KM: Do you have a personal human fear of the future you might live in?
LP: I won’t be around much longer but the concern I have is this idea that the fallen human nature is the best form of the human nature. Remember that it is “through fear of death” that mankind is held in bondage… Transhumanism is, in many ways, motivated by fear and a desire to conquer death through technology. That is just a reality. But for the future, if we continue in such a way that the fallen human nature is seen as a kind of perfection then the world can only become less livable. That is my real concern about the future, since food and water shortages and other aspects of global climate change will test our humanity and moral concepts to the limit. Think of these crises taking place in a world where the human in the pursuit of the fulfilment of the passions is thought to be the best possible mode of existence. The loss of the concept of a moral conscience and the idea that the passion of the moment is the ultimate reality is surely a definition of a hell on earth.

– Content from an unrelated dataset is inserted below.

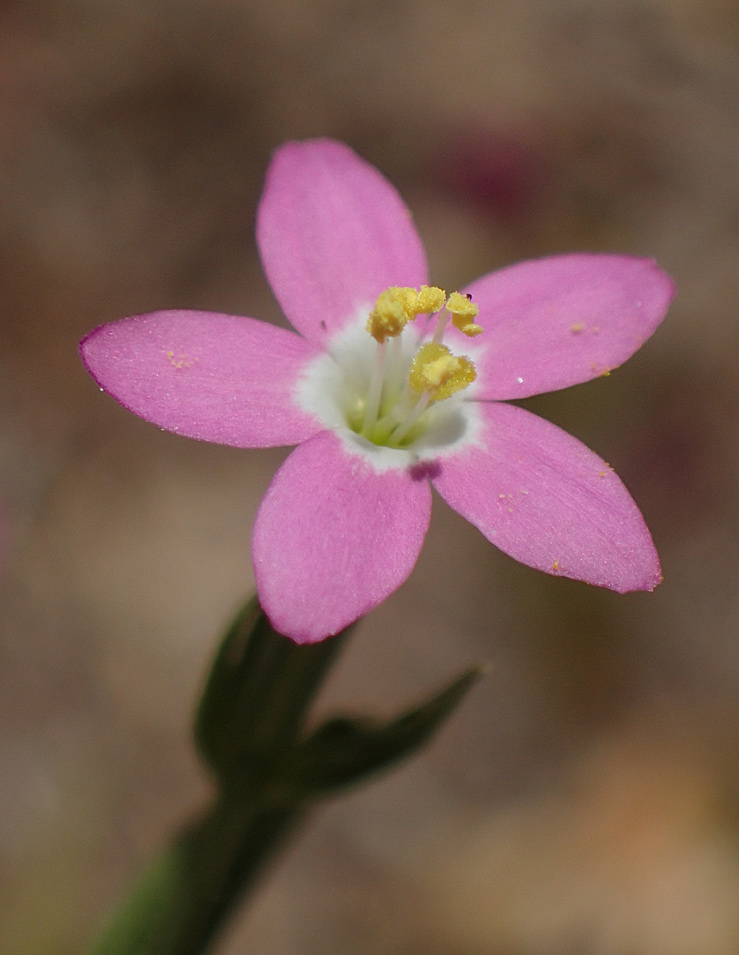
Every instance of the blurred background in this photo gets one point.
(585, 800)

KM: Can you tell us about your forthcoming book?
LP: I call it “The Ethics of the Inevitable.” I hope to explore the ethical aspects of those developments that are surely coming, that we might consider best left undone. What are the ethical implications of developments such as artificial intelligence, robotics, life extension methods, avatarism, etc. Most of these developments take place in the military-industrial complex, and most of them have a primary function in more sanitized and less public killing. We need to look at the ethics regarding all these matters; they are all inevitable.
KM: When will the book come out?
LP: I hope to finish it by January of 2016.
KM: So I deduce from that that there can never really be a spirit in machinery. There can never be a God-breathed spirit in a machine.
LP: There can never be any kind of spirit in such devices. No matter what we do with artificial intelligence, they will always do what we program them to do and what we tell them to do. We want mechanical slaves, so we would not want them to be sentient, have emotions or a soul.